Most courses are good but very basic. They are very good to get to know a new technology. Only the Redux course I can recommend to any developer: no matter if you just starting with Redux, already fluent or not going to use it at all.
Some courses are free but most of them are available only by subscription. With a subscription you have access to all Egghead’s courses and a few useful features: adjusting playback speed, skip 25 seconds button, downloading HD videos. In the past they had a $20 monthly subscription but now they have only $200 yearly. And I can’t recommend it anymore: one month is enough to watch most of the good courses.
Really great course. Teaches you many other things besides Redux: like ECMAScript 2015 and just how to write good code. Watch in any case.
Not as universal as the first one but also very good. Watch if you’re already using Redux.
Very short and good course. Watch before you send your first 20 pull requests.
If you want more pull request to your open source projects, you can try to add a badge with the link to this course.
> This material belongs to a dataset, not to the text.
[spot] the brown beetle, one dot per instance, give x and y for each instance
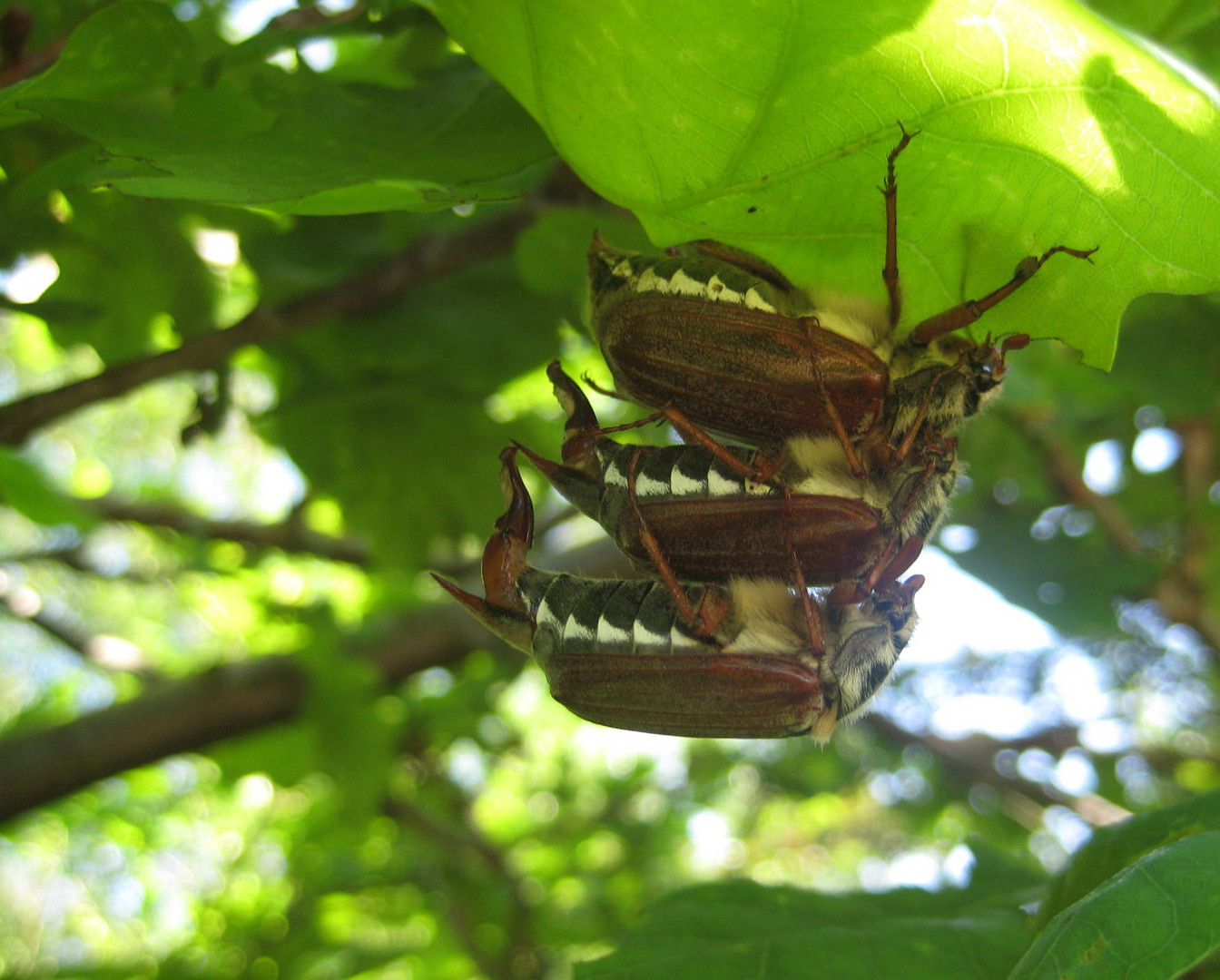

Great course for beginners but I’ve learned something from it myself. Watch before you make your first 10 open source projects.
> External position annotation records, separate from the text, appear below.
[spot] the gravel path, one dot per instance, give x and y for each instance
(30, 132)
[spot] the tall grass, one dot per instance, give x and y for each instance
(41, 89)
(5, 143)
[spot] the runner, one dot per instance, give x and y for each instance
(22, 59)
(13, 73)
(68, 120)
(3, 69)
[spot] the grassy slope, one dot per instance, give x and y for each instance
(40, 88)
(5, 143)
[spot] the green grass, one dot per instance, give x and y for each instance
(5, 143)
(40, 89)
One thing I don’t like about this course: Kent suggests semantic-release to automate releases. I wouldn’t recommend it because it makes project maintainer life harder: it doesn’t allow you to group breaking changes and write human readable changelogs. And I think it’s too opinionated for such course.
Mostly just retelling of the docs (which are hard to read). Watch if you don’t know much about Immutable.js.
Short and very basic. Covers shallow rendering, expect-jsx and Redux.
Watch the first Redux course instead. Watch this course only if you really have to use the vanilla Flux.
I enjoyed watching this short course. Watch if you can’t use the reduce
function with your eyes closed.
Very basic and very short course. If you’re already using React Router in a project you most probably won’t learn anything new.
Watch the free React fundamentals course by Tyler McGinnis instead (yeah, the name is the same but it’s a different course by a different author).
Looks like the example project is not very good to learn reactive programming. The resulting code looks for me like a typical jQuery soup. Watch the next course instead.
This course is much better than the previous one. But it’s still not very useful to understand when to use reactive programming in real projects. Watch to see how reactive programming with RxJS looks like.
I didn’t know much about React Native and wanted to know how it looks. This course was good for that. Through the course the author develops an app for displaying GitHub profiles so in the end you have an idea of how to make an app with React Native.